"Torno a fare il giornalista e continuerò a guardare la politica, perché è una passione. Io candidato alle prossime elezioni politiche? Abbiamo già dato: mi sembra che alla politica abbia pagato un tributo piuttosto alto. Poi mai dire mai, il tempo lenisce le ferite e tante delusioni". Giovanni Toti, l’ex presidente della Regione Liguria arrestato lo scorso 7 maggio nell’ambito dell’inchiesta che ha terremotato la Liguria, chiude i conti con la giustizia e, per ora, anche quelli con la politica. Ieri, l’ufficializzazione dell’accordo tra l’avvocato Stefano Savi e la Procura di Genova che da quattro anni indaga sul presunto malaffare tra politica e imprenditoria: per l’ex governatore ligure, un patteggiamento per le accuse di corruzione e finanziamento illecito ai partiti che lo vedrà scontare 1500 ore di lavori di pubblica utilità in luogo di una pena di due anni e un mese, oltre alla confisca di 84.100 euro depositati nei conti del comitato politico, l’interdizione temporanea dai pubblici uffici e l’impossibilità di contrattare con le pubbliche amministrazioni per la durata della pena. Spetterà al giudice mettere la parola fine su una vicenda capace in pochi mesi di portare il governatore alle dimissioni e la Liguria nuovamente al voto, ma già ieri Toti non ha esitato a tracciare, da par suo, gli accadimenti degli ultimi quattro mesi.
"Si dice che la montagna ha partito un topolino, e mi pare che sia questo il caso", dice sicuro l’ex governatore, che ricorda gli ottantasei giorni di arresti domiciliari revocati solo dopo le dimissioni presentate alla fine di luglio, e soprattutto sottolinea che le accuse della Procura "dopo quattro anni di inchieste, intercettazioni e pedinamenti, si risolvono in qualcosa di francamente molto derubricato rispetto all’inizio. Tutti gli accordi – ha aggiunto, commentando il patteggiamento – lasciano sentimenti diversi: da una parte l’amarezza di non aver visto riconosciute tutte le nostre ragioni, dall’altra il sollievo di averne viste riconosciute un pezzo importante, ovvero che nessun atto illecito è stato compiuto, che tutte le pratiche che sono state fatte sono legittime, che tutti i soldi che sono stati donati ai comitati politici sono stati usati solo per la politica e non per l’arricchimento personale. Non abbiamo ammesso alcuna colpa".
Se il giudice ratificherà i patteggiamenti, come appare scontato, il processo immediato fissato per il 5 novembre salterà. Resta invece ancora in piedi il secondo filone di indagine e cioè quello per corruzione elettorale e altri reati.
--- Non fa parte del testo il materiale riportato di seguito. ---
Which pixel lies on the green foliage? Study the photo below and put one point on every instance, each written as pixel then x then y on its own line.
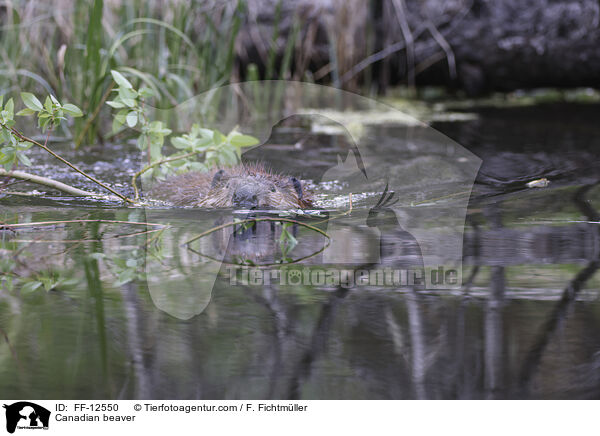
pixel 12 150
pixel 51 113
pixel 178 49
pixel 215 147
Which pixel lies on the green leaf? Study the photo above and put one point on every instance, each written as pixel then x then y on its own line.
pixel 25 112
pixel 243 140
pixel 218 137
pixel 120 79
pixel 72 110
pixel 30 287
pixel 48 105
pixel 115 104
pixel 180 143
pixel 10 106
pixel 24 159
pixel 132 118
pixel 31 101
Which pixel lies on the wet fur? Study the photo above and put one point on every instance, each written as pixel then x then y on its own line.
pixel 215 188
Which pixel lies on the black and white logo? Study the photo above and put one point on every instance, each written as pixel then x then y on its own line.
pixel 26 415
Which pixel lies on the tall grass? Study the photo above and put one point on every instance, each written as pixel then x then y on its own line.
pixel 68 47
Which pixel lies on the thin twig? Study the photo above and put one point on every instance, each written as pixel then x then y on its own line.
pixel 250 220
pixel 445 45
pixel 22 137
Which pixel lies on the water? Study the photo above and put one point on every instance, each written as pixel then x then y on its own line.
pixel 525 325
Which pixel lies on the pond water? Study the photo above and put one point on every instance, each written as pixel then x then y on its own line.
pixel 124 319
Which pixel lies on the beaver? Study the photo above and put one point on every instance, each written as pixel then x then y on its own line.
pixel 247 186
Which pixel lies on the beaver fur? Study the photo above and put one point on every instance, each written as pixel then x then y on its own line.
pixel 250 186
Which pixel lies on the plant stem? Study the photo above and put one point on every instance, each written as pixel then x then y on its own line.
pixel 152 165
pixel 22 137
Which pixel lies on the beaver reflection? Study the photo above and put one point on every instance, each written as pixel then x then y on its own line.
pixel 246 186
pixel 398 247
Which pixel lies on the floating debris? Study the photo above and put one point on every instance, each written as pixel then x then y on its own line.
pixel 539 183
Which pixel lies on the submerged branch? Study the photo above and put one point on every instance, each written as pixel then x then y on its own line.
pixel 44 181
pixel 22 137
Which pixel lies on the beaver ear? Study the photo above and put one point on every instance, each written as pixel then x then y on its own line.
pixel 217 178
pixel 297 186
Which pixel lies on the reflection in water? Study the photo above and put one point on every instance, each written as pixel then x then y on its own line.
pixel 525 324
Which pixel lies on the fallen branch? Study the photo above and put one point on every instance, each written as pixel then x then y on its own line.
pixel 44 181
pixel 22 137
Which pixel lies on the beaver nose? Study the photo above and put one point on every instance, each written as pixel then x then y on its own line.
pixel 245 198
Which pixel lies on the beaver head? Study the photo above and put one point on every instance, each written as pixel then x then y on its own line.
pixel 254 188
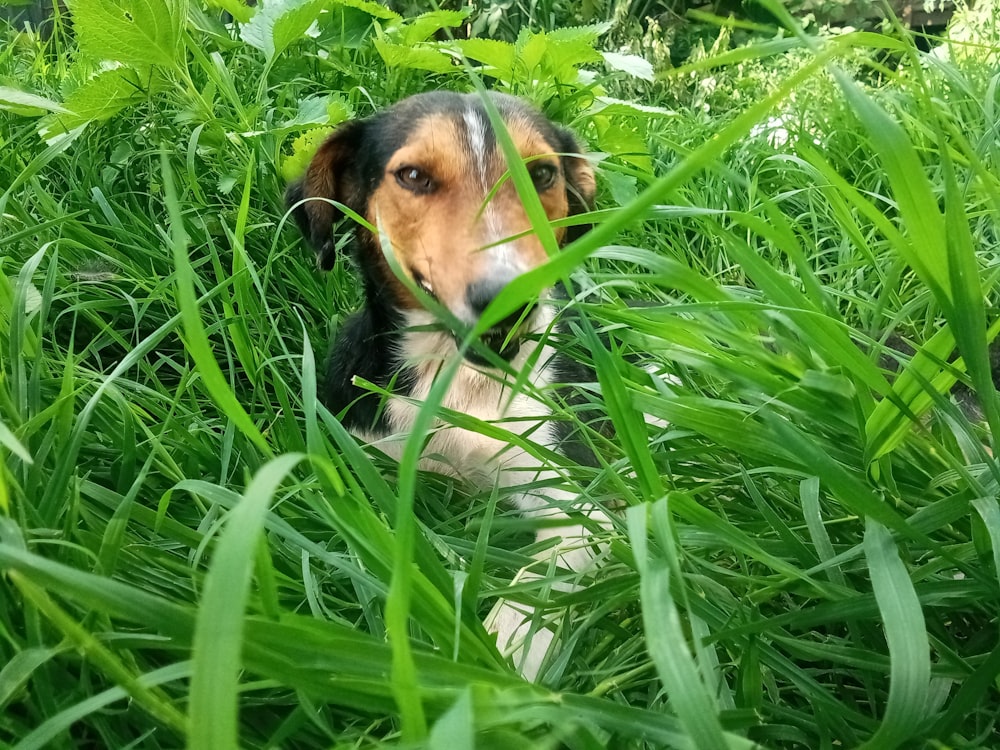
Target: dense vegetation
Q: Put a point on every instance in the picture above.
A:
(193, 550)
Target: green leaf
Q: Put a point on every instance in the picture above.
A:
(280, 23)
(423, 57)
(635, 66)
(423, 27)
(133, 32)
(238, 9)
(23, 103)
(101, 97)
(665, 639)
(491, 52)
(906, 635)
(218, 637)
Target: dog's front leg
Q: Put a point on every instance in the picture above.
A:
(522, 632)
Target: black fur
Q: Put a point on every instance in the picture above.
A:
(359, 151)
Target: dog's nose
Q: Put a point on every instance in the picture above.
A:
(480, 294)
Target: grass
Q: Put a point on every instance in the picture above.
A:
(195, 551)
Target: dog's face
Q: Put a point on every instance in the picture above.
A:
(430, 175)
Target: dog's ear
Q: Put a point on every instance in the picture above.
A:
(333, 175)
(580, 182)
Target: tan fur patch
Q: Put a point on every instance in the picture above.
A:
(451, 237)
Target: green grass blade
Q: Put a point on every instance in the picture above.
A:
(906, 635)
(218, 637)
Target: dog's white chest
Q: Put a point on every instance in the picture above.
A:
(482, 459)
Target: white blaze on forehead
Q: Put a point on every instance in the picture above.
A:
(476, 122)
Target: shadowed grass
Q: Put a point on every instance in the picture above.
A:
(808, 549)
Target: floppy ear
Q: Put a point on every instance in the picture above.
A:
(333, 175)
(580, 183)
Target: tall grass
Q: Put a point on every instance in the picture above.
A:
(196, 552)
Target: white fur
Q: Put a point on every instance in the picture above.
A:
(488, 461)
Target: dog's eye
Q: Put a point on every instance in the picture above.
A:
(415, 180)
(543, 175)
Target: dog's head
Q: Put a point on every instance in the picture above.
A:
(428, 173)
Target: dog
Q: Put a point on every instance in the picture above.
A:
(430, 177)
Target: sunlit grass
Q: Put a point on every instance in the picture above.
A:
(806, 554)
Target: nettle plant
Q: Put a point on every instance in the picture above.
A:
(199, 67)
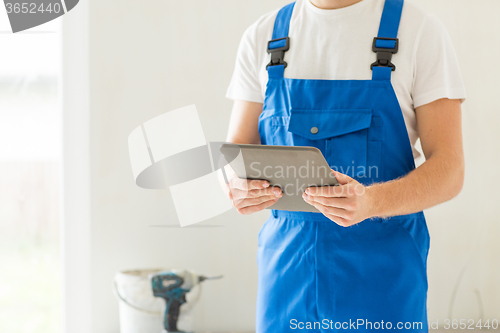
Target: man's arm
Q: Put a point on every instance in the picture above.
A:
(438, 179)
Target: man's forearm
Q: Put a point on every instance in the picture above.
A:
(437, 180)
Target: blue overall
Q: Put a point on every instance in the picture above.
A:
(314, 274)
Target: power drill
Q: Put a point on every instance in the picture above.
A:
(173, 287)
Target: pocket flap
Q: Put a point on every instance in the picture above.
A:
(322, 124)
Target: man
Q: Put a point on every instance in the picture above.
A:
(325, 81)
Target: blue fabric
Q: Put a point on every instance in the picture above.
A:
(389, 23)
(282, 22)
(310, 268)
(384, 43)
(277, 44)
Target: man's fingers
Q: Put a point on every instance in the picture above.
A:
(248, 184)
(342, 178)
(340, 205)
(328, 191)
(246, 202)
(238, 194)
(257, 208)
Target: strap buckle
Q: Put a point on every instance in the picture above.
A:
(278, 51)
(384, 54)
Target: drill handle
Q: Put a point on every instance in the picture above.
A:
(172, 315)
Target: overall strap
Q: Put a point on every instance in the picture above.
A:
(386, 43)
(280, 42)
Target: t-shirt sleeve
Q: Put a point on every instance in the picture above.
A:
(245, 83)
(437, 72)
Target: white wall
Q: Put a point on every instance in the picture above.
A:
(150, 57)
(465, 231)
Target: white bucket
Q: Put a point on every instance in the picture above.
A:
(140, 311)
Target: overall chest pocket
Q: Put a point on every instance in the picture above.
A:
(341, 134)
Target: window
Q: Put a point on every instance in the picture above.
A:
(30, 145)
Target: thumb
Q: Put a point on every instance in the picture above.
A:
(341, 178)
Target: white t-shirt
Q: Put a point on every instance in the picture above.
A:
(336, 45)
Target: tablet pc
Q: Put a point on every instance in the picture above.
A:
(291, 168)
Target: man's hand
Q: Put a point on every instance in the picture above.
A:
(251, 196)
(345, 205)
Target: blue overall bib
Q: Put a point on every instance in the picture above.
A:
(312, 270)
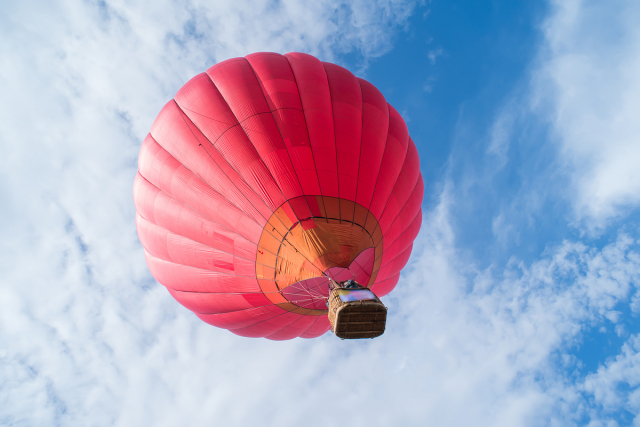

I pm contano di chiuderlo entro fine anno. Ci sono indagate una trentina di persone e ad alcune è contestata anche l’aggravante mafiosa.
Anche l’ex presidente dell’Autorità portuale Paolo Emilio Signorini, tramite gli avvocati Enrico e Mario Scopesi, ha trovato l’accordo con i pubblici ministeri Luca Monteverde e Federico Manotti per un patteggiamento a tre anni e cinque mesi.
Adesso la decisione spetterà al giudice per l’udienza preliminare che dovrà fissare una udienza, presumibilmente intorno al 15 ottobre. È ancora da definire, invece, la posizione dell’imprenditore Aldo Spinelli, secondo la procura il "grande corruttore": anche per lui la procura ha proposto il patteggiamento. I suoi legali, gli avvocati Andrea Vernazza, Sandro Vaccaro e Francesca Pastore, decideranno entro domenica.